This work addresses the challenge of simultaneously achieving efficiency and robustness in medical image surface registration by modeling surface meshes as probability measures and reformulating registration as a distributional optimization problem. To measure discrepancies between distributions, the method employs the computationally efficient sliced Wasserstein distance. The core contribution is AdamFlow, a novel algorithm that extends the Adam optimizer to the space of probability measures, enabling efficient minimization of the sliced Wasserstein distance via gradient flows. AdamFlow offers both theoretical convergence guarantees and practical scalability. Experimental results demonstrate that the proposed approach significantly outperforms existing methods across diverse anatomical structures, achieving high accuracy, strong robustness, and rapid convergence in both affine and non-rigid registration settings.
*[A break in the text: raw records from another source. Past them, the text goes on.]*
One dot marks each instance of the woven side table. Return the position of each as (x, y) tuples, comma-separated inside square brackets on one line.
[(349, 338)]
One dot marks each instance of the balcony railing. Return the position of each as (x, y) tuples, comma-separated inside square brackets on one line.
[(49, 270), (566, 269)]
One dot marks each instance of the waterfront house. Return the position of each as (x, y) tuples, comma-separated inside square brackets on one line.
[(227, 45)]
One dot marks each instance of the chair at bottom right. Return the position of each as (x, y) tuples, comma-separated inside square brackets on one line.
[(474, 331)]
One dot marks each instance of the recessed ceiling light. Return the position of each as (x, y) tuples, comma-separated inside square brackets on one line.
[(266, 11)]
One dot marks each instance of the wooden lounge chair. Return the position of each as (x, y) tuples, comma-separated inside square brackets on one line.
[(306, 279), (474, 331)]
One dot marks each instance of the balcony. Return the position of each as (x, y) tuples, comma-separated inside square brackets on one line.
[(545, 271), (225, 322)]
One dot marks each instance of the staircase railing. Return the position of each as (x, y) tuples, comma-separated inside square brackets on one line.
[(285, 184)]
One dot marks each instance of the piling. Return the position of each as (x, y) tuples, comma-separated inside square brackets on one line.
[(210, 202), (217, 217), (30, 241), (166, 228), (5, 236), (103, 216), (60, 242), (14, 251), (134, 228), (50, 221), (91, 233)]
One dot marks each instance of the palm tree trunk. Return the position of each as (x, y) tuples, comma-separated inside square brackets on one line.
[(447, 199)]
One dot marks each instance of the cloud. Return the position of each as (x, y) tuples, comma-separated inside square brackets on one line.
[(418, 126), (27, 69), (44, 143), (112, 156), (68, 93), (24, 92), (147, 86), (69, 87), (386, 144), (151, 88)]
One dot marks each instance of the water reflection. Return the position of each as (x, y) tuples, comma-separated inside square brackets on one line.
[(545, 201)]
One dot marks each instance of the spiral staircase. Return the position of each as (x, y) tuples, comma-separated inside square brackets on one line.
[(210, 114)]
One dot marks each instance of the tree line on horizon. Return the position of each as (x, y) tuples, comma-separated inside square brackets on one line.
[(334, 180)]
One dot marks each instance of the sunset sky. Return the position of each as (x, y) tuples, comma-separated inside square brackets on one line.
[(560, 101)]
Surface registration plays an important role for anatomical shape analysis in medical imaging. Existing surface registration methods often face a trade-off between efficiency and robustness. Local point matching methods are computationally efficient, but vulnerable to noise and initialisation. Methods designed for global point set alignment tend to incur a high computational cost. To address the challenge, here we present a fast surface registration method, which formulates surface meshes as probability measures and surface registration as a distributional optimisation problem. The discrepancy between two meshes is measured using an efficient sliced Wasserstein distance with log-linear computational complexity. We propose a novel optimisation method, AdamFlow, which generalises the well-known Adam optimisation method from the Euclidean space to the probability space for minimising the sliced Wasserstein distance. We theoretically analyse the asymptotic convergence of AdamFlow and empirically demonstrate its superior performance in both affine and non-rigid surface registration across various anatomical structures.